Psycholinguistics or the psychology of language is concerned with the processes of language acquisition, language comprehension (knowledge of the language) and language production:                Language acquisition: how can children pick up and apply linguistic knowledge?        Language comprehension: what means and what knowledge are used to grasp and establish the meanings and sense of words, sentences and texts?        Language production: how can language be articulated in a way that conveys meaning?        
Language psychologists distinguish four successive stages in these processes:    (1) Conceptualization of an idea, thought or feeling to be expressed    (2) Creation of a linguistic procedure    (3) Articulation as the implementation of the procedure    (4) Monitoring of the articulation
These processes are concerned with the cognitive, thought-based and knowledge-based aspects of language. Yet the question of how personality is expressed in language was for many years of almost no interest to psychologists, with the exception of Freud, whose theses still have no empirical basis, however.
In addition to context-based qualitative analysis models, some of which were extremely time-consuming and resource-intensive and which were geared towards relatively large language units such as sentences and entire texts, there emerged in the 1960s and 1970s with the advent of the computer, automated analysis techniques known as “word-count methods”, which used an objective, quantitative approach and were based on small language units.
U.S. Pat. No. 5,696,981 B1 discloses a method and a language analysis apparatus for automated personality analysis based on word selection. A program stored on a personal computer contains lists of keywords, each list comprising a multiplicity of words associated with one of six personality types. For the purpose of the personality analysis, a language file is recorded which comprises a multiplicity of words of a person who is meant to be analyzed. The words may originate, for example, from a questionnaire, a monologue or a text written by the person. They are entered in the computer system as a text, or for a monologue converted automatically into a language file by voice recognition. As part of the automated personality analysis, the language file is examined to determine whether it contains keywords from the six lists of keywords. This involves a multistage process in which the keywords identified in the language file are weighted and associated with one of the six personality types according to context on the basis of the keywords contained in the six lists. For the output of the result of the personality analysis, the weighted keywords are summated for each of the six personality types, and the association of the personality to the six personality types is made as a percentage, in particular represented in a bar chart.

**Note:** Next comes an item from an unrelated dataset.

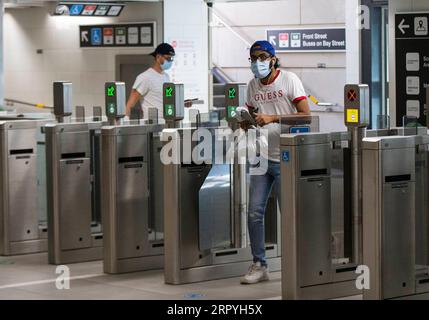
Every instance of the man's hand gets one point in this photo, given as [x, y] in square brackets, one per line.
[245, 125]
[264, 119]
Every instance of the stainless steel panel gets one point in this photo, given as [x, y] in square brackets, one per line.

A disadvantage of the known method is that only one automated personality analysis based on word selection is possible. Other characteristics of the person from whom the language file originates cannot be determined using this method. The short keyword lists only overlap with a very small part of the recorded language files. Hence the personality analysis looks at only a small part of the language file. In addition, the keyword lists and the analysis based on said lists are static, and hence the quality of the personality analysis is highly dependent on the choice of keywords.